The NYTimes Sunday magazine has an
interesting article by Rob Walker, raising issues that had been in my penumbra of awareness but that I've now felt forced to address directly. What happens to all the stuff you have put on the internet (photos, blogs, etc.) when you die? You should read the article.
I'll give you my own version of the issues it raises: Like many of us, I entered the web world via an early micro-computer (Apple II in my case, which appeared before the early IBM PC) with a slow phone modem. I got into chat rooms on AOL (using a pseudonym, then used that pseudonym for my first website on geocities.com, which was purchased by Yahoo, and the no-longer-relevant pseudonym was the account name used when I purchased the dericbownds.net domain name that now contain mindblog.dericbownds.net, which is simply a pointer used by google.com (i.e., blogspot.com), which actually hosts MindBlog. The images for the blog are stored, however, not by google, but on my own yahoo-hosted website at dericbownds.net/uploaded_images. Beyond this, I have data on several photo sites, five email addresses, logins and memberships and data on 10-20 social web sites, 61 piano performances on YouTube (with more to come), contact and calendar data on google...... What a mess!

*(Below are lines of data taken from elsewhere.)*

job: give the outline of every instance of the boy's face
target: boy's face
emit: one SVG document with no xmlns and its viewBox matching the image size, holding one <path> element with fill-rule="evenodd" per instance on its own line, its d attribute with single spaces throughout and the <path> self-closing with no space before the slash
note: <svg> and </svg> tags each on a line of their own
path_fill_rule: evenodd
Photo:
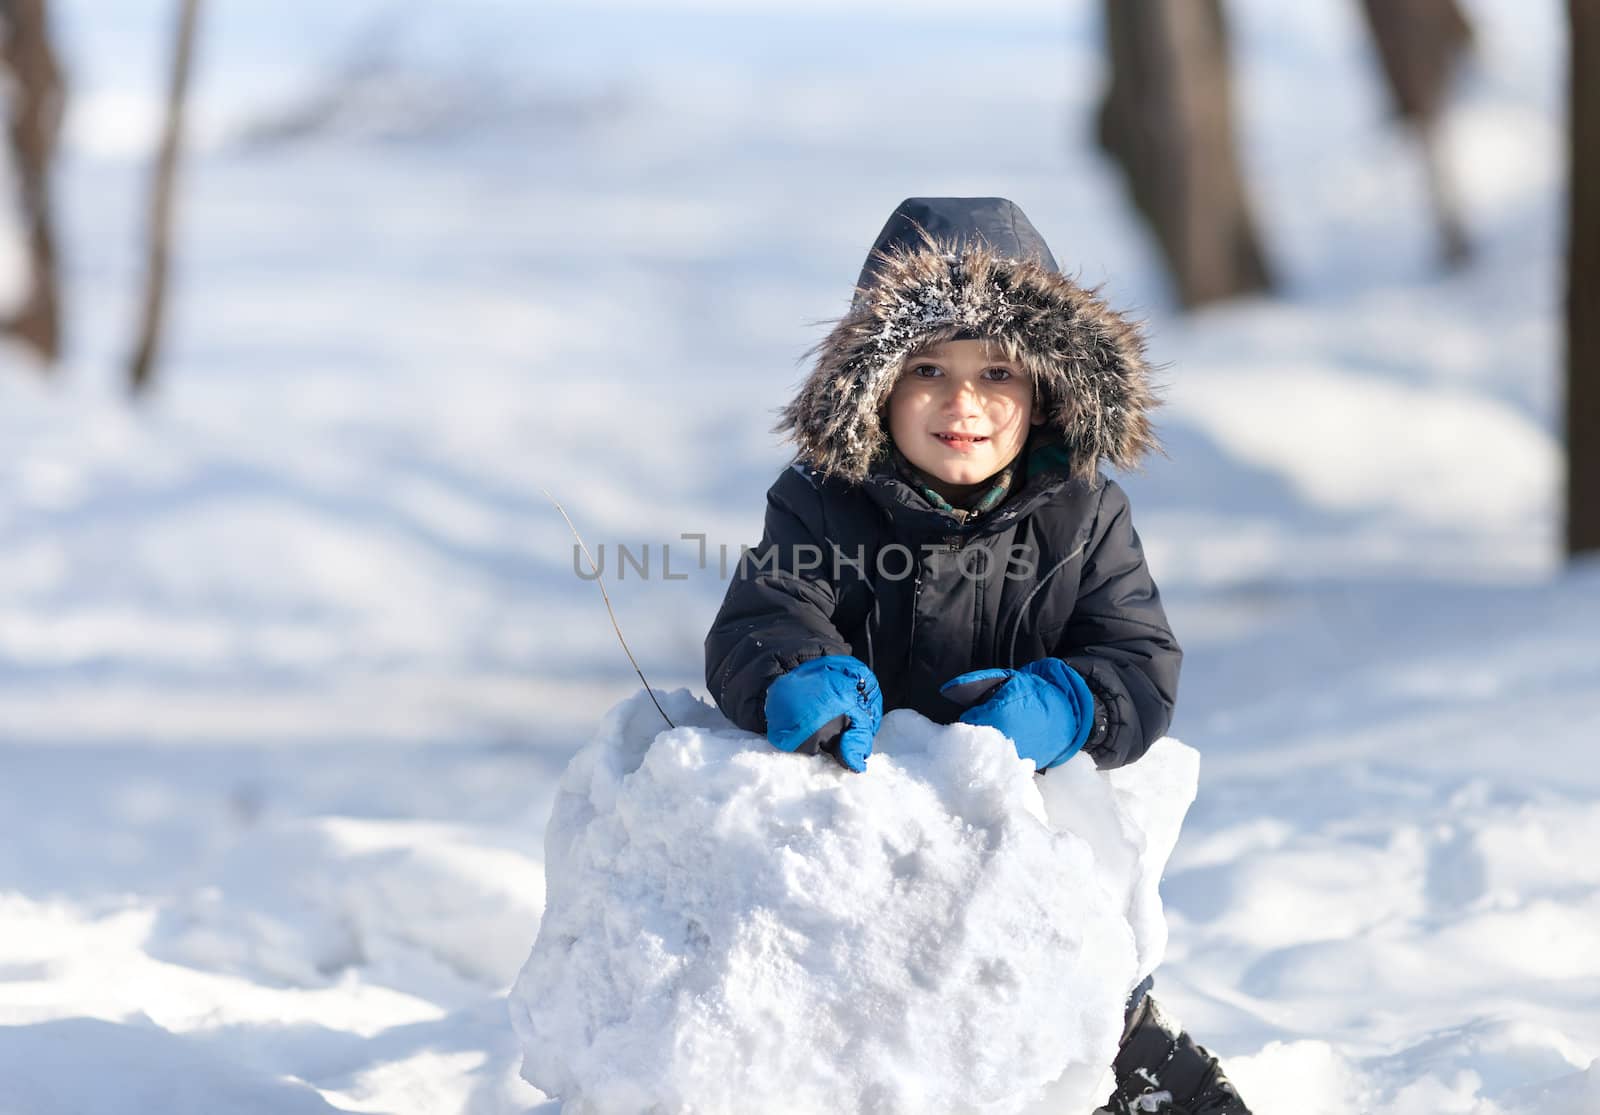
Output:
<svg viewBox="0 0 1600 1115">
<path fill-rule="evenodd" d="M 1043 421 L 1028 373 L 987 341 L 946 341 L 907 357 L 889 394 L 889 436 L 947 484 L 987 480 Z"/>
</svg>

So, what happens when I get run over by a truck tomorrow? I've recently (securely..not by email) passed on to my son and daughter a document titled Hit_By_Bus that hopefully contains enough information for them to sort through this mess and delete most of the material out there (hopefully condensing to a posthumus residue that covers family, university career, dericbownds.net, mindblog, and the piano performances). I don't envy their job, but I'm too lazy to do it myself.
So..what have you done? (Only about a third of Americans even have a will.)